Tongue tie (or ankyloglossia) is a condition where the piece of membrane under the baby’s tongue is short, and can stop the tongue from moving properly.
It can result in some babies having difficulty with feeding, as the baby cannot take enough of the breast or bottle into its mouth.
Sherwood Forest Hospitals Trust is providing treatment to babies who struggle to feed due to the condition by carefully cutting the tiny membrane under the tongue.
It is a quick procedure, with no waiting list, and babies can be fed straight afterwards.

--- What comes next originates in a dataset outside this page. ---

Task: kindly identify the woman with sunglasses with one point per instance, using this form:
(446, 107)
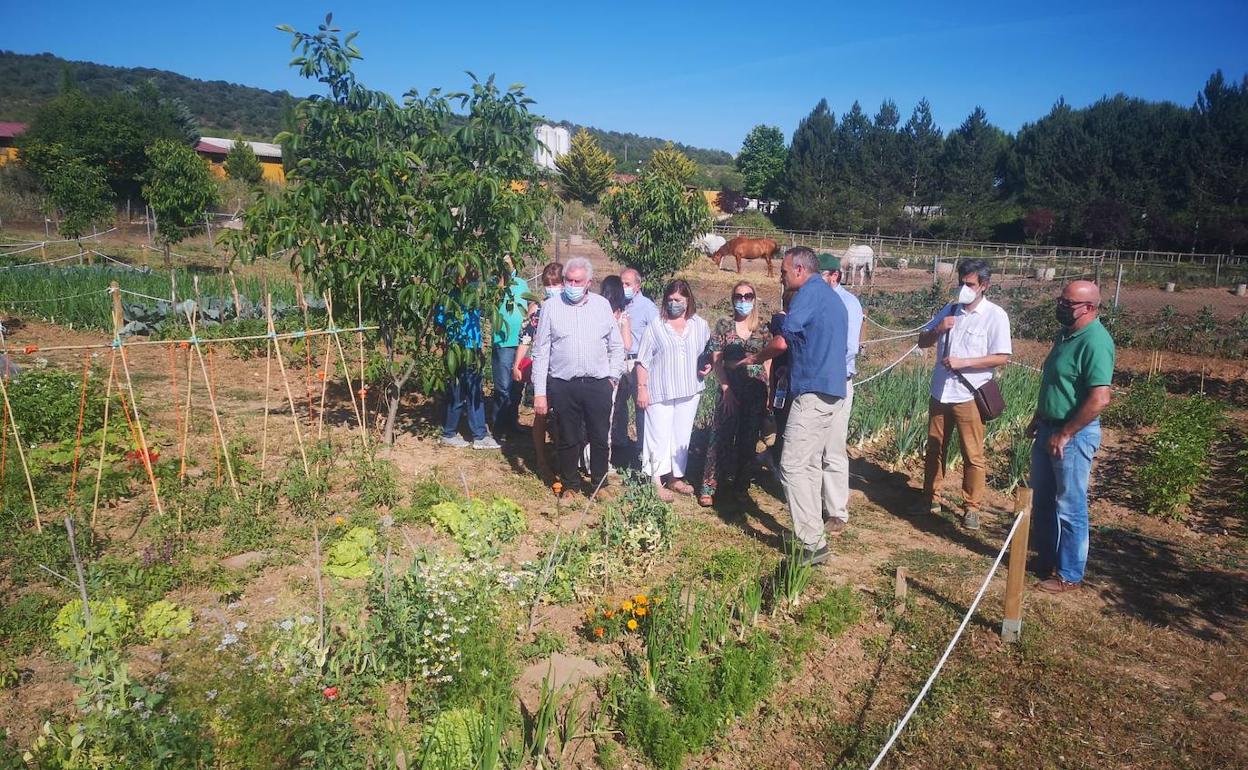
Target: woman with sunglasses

Jo Lincoln, infant feeding co-ordinator at the Trust, said: “I advise any new mums who are having these problems and think their baby may be tongue tied to speak to their midwife, health visitor or GP for referral.
“Not all babies who have a tongue tie will need surgery to correct it; the decision is based on assessment of tongue function.”
New mum Davina Ibbotson, from Mansfield, gave birth to son Kaiden at King’s Mill Hospital seven weeks ago.
Kaiden was diagnosed with tongue tie when he was only half an hour old.
Davina said: “I had never heard of the condition before but I didn’t worry too much once it was explained to me. Kaiden had the procedure when he was five weeks old and is now feeding much better.”